49[§ 1.1] Une catégorie de l’art perceptivement distinguable est une classe d’objets esthétiques, dont les membres appartiennent à cette catégorie du seul fait de leurs propriétés manifestes. Plus rigoureusement, on peut adopter un critère d’identité extensionnelle et définir une catégorie de l’art comme une propriété secondaire qui est équivalente à des configurations de propriétés primaires relativement à cette propriété secondaire. Toutefois, cela reviendrait à traiter toute catégorie de l’art comme une classe arbitraire pour une société, au sens de « Linguistic ». « Categories » semble éviter cette difficulté. Une catégorie de l’art est moins une classe qu’une fonction qui prend en entrée une propriété manifeste d’une œuvre et assigne une propriété relative à cette propriété manifeste.

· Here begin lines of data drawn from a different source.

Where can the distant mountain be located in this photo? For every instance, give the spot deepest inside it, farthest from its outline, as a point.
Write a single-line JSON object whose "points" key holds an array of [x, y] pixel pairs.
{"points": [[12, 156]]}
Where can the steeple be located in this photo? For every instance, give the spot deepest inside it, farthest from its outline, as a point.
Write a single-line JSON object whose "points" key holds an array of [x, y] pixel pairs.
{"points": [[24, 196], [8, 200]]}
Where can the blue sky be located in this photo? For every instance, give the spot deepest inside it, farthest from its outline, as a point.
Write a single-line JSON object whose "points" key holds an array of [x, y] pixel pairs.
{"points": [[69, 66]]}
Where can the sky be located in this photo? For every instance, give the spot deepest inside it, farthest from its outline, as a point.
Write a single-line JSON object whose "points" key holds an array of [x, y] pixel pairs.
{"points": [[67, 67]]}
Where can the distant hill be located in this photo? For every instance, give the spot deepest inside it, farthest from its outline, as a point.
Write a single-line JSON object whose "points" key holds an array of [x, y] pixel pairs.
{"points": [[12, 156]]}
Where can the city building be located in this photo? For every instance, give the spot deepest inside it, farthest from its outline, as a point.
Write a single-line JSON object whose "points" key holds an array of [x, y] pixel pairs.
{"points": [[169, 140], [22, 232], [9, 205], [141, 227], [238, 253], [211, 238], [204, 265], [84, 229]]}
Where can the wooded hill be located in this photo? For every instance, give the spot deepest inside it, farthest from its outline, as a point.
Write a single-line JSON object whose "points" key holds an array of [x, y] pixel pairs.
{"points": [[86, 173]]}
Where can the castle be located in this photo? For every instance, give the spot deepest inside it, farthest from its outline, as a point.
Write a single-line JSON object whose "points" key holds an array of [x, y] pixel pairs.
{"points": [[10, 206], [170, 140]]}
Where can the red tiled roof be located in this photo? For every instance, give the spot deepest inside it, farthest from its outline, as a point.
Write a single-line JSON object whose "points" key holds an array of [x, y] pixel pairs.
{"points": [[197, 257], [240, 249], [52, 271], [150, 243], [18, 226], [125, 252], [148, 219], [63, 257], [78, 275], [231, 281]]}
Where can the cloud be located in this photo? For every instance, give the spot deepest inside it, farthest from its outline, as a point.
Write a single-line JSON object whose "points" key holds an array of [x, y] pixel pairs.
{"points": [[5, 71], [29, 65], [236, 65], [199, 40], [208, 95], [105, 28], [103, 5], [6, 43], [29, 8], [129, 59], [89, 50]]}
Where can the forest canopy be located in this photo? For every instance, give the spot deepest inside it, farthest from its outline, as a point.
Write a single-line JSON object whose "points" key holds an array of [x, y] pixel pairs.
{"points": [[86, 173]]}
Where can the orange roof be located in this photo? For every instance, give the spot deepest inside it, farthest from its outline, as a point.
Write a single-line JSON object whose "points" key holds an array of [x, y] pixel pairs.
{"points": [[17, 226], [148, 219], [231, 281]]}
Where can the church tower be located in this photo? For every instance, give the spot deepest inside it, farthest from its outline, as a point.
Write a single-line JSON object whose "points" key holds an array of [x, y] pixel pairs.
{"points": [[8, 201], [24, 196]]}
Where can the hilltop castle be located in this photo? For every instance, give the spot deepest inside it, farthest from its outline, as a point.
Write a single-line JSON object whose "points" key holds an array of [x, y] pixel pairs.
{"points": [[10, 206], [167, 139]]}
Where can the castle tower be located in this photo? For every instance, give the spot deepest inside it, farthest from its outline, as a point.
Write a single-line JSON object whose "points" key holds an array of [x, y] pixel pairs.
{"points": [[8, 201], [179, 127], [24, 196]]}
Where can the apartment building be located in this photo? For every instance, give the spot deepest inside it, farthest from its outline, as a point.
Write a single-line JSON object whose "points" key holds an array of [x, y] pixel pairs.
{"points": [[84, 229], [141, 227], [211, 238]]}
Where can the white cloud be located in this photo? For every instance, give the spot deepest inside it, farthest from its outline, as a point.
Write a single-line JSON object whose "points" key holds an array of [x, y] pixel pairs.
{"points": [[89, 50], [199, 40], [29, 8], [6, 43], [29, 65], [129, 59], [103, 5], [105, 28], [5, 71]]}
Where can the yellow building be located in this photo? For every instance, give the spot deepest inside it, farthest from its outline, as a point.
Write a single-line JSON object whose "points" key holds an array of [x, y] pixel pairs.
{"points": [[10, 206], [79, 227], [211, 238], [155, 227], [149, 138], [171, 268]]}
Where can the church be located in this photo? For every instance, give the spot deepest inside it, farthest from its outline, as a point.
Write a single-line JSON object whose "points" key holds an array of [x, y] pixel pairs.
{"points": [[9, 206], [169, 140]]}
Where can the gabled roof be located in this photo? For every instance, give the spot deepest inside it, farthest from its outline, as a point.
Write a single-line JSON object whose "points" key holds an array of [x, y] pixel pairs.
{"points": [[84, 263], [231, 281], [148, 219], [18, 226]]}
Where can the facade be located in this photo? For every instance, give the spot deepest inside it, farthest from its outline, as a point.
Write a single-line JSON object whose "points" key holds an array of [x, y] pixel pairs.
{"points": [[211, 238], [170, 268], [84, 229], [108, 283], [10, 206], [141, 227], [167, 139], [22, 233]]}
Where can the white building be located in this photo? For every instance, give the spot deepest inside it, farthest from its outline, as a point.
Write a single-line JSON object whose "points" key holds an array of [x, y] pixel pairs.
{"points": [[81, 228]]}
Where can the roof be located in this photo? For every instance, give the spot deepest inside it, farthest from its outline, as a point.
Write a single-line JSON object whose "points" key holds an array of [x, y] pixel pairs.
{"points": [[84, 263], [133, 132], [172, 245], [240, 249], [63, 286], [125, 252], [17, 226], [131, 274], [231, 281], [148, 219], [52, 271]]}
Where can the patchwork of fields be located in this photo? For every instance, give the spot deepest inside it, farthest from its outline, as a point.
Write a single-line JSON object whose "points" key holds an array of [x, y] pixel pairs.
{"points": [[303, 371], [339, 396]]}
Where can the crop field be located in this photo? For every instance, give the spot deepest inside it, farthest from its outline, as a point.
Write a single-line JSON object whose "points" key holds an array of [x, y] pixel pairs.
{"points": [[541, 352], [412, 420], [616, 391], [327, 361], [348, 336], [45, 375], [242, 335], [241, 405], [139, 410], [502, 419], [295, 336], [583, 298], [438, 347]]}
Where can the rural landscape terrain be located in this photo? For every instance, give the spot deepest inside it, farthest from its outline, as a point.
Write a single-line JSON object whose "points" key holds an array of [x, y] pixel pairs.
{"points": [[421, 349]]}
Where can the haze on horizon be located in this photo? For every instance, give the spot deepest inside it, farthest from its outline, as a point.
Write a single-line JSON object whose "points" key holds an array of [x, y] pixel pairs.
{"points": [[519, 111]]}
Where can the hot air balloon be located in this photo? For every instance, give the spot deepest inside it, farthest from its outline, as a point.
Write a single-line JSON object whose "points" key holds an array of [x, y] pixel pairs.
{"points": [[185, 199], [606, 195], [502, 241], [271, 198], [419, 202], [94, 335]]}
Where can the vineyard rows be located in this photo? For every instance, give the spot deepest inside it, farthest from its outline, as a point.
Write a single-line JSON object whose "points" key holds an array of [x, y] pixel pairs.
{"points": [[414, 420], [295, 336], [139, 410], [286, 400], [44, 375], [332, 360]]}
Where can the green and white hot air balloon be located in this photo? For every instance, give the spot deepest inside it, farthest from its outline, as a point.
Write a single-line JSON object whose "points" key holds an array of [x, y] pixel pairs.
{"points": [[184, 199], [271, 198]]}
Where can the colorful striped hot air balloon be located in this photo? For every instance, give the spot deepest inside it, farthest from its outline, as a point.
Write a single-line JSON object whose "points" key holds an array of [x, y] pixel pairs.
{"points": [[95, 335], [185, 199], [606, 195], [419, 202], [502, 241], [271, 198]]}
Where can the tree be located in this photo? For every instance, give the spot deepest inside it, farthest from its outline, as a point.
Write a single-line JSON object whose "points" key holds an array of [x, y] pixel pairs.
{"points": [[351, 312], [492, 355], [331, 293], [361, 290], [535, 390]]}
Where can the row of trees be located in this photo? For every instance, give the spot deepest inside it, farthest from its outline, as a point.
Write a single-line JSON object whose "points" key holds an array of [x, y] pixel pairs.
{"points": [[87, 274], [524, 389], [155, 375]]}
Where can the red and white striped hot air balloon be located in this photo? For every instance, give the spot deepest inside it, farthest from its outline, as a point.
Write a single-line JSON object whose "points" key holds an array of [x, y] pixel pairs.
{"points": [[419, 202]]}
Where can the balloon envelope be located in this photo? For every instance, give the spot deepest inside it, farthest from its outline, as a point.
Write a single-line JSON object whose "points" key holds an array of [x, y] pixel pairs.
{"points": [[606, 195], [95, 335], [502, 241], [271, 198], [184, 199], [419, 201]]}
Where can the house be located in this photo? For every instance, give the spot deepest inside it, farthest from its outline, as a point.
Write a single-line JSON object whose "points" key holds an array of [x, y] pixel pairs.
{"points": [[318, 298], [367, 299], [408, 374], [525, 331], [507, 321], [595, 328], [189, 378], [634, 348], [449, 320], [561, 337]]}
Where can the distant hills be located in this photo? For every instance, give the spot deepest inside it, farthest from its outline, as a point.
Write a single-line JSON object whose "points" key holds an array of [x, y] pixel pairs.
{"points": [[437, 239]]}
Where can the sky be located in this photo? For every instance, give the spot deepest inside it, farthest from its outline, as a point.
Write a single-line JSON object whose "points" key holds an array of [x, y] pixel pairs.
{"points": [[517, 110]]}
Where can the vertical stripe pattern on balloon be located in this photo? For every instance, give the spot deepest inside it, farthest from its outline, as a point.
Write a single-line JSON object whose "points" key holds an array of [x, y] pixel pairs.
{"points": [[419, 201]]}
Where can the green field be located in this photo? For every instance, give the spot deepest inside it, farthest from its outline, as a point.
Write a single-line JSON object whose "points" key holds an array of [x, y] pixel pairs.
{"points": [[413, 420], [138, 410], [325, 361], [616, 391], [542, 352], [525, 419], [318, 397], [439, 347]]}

50[§ 1.1.1] Toute propriété manifeste, notée f, d’une œuvre, notée x, est soit standard, soit variable, soit contra-standard relativement à une catégorie de l’art perceptivement distinguable, notée c. Walton leur donne les définitions suivantes :
Standardc
51Une propriété f est standard relativement à une catégorie c seulement si l’absence de f tend à exclure x de c.
Variablec
52Une propriété f est variable relativement à une catégorie c seulement si la présence de f ne tend ni à exclure ni à inclure x à c et l’absence de f ne tend ni à exclure ni à inclure x à c.
Contra-standardc
53Une propriété f est contra-standard relativement à une catégorie c seulement si la présence de f tend à exclure x de c.
54La platitude et l’immobilité sont standardsc relativement à la catégorie peinture. La récurrence de formes géométriques est variablec relativement à la catégorie peinture et est standardc relativement à la catégorie cubisme pictural. Une progression harmonique basée sur le I et le IV degrés d’une tonalité est standardc pour une musique blues, variablec pour une musique et est contra-standardc pour une sculpture classique. Un dénouement heureux d’intrigue est contra-standardc pour une tragédie.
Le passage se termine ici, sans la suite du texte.